Colonial Pipeline hack: Gas woes loom as feds take emergency steps

A huge cyberattack that has taken four key fuel pipelines into the US offline has prompted emergency steps by the US government, amid warnings that the key infrastructure could be offline until the end of the week or beyond. The hack of Colonial Pipeline on May 7 saw ransomware installed on the company's systems, with the FBI already pinpointing DarkSide as responsible for the unexpected shutdown.

"The FBI confirms that the Darkside ransomware is responsible for the compromise of the Colonial Pipeline networks," the Federal Bureau of Investigation said in a statement. "We continue to work with the company and our government partners on the investigation."

Ransomware typically infects a system, encrypts key data, and then – as the name implies – demands money in return for unlocking it again. Colonial Pipeline indicated that taking the pipelines offline was a proactive step once the malware was identified.
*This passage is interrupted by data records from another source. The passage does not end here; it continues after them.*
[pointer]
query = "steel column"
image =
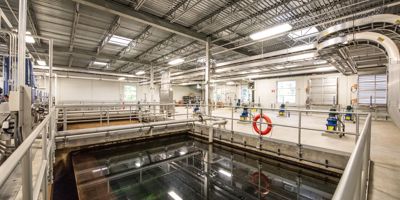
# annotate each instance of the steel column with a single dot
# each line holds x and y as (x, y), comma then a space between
(207, 98)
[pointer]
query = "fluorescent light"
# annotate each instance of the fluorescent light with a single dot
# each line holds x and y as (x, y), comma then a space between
(219, 70)
(322, 69)
(176, 61)
(119, 40)
(303, 32)
(271, 31)
(224, 172)
(41, 62)
(174, 195)
(253, 76)
(140, 73)
(99, 63)
(320, 62)
(99, 169)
However turning those systems back on takes time.

"Colonial Pipeline continues to dedicate vast resources to restoring pipeline operations quickly and safely," the company said in a statement today. "Segments of our pipeline are being brought back online in a stepwise fashion, in compliance with relevant federal regulations and in close consultation with the Department of Energy, which is leading and coordinating the Federal Government's response."

The US Department of Transportation said on Sunday that it was temporarily lifting limits on shift caps for truckers involved in moving gasoline and other fuels. The step, by its Federal Motor Carrier Safety Administration (FMCSA), will mean drivers can effectively work longer periods as long as they're involved in getting fuel resources throughout key Eastern, Southern, and Western US states.

"FMCSA is issuing a temporary hours of service exemption that applies to those transporting gasoline, diesel, jet fuel and other refined petroleum products," the FMCSA said, "to Alabama, Arkansas, District of Columbia, Delaware, Florida, Georgia, Kentucky, Louisiana, Maryland, Mississippi, New Jersey, New York, North Carolina, Pennsylvania, South Carolina, Tennessee, Texas and Virginia."

Still, even with those mitigating efforts, the potential implications of the hack could be significant. Experts are already warning that fuel prices could rise as a result of the hampered distribution, even if outright shortages are minimized.

"While this situation remains fluid and continues to evolve, the Colonial operations team is executing a plan that involves an incremental process that will facilitate a return to service in a phased approach," the pipeline operator said today. "This plan is based on a number of factors with safety and compliance driving our operational decisions, and the goal of substantially restoring operational service by the end of the week. The Company will provide updates as restoration efforts progress."

Early reports had linked DarkSide, the hacking group responsible for the eponymous ransomware tool, with potential Russian cybercrime operations. However in a statement published to the group's site, CNBC reports, it apparently sought to distance itself from such suggestions.

"We are apolitical, we do not participate in geopolitics, do not need to tie us with a defined government and look for our motives," the group's statement argued. "Our goal is to make money, and not creating problems for society. From today we introduce moderation and check each company that our partners want to encrypt to avoid social consequences in the future."

Colonial Pipeline is responsible for the largest fuel pipeline in the US. Its system covers more than 5,500 miles between Houston, Texas and Linden, New Jersey, the company says, transporting not only gasoline and diesel but also jet fuel, home heating oil, and fuel for the U.S. Military. Normally, it would carry more than 100 million gallons each day, or approximately 45-percent of all fuel consumed on the East Coast of the US.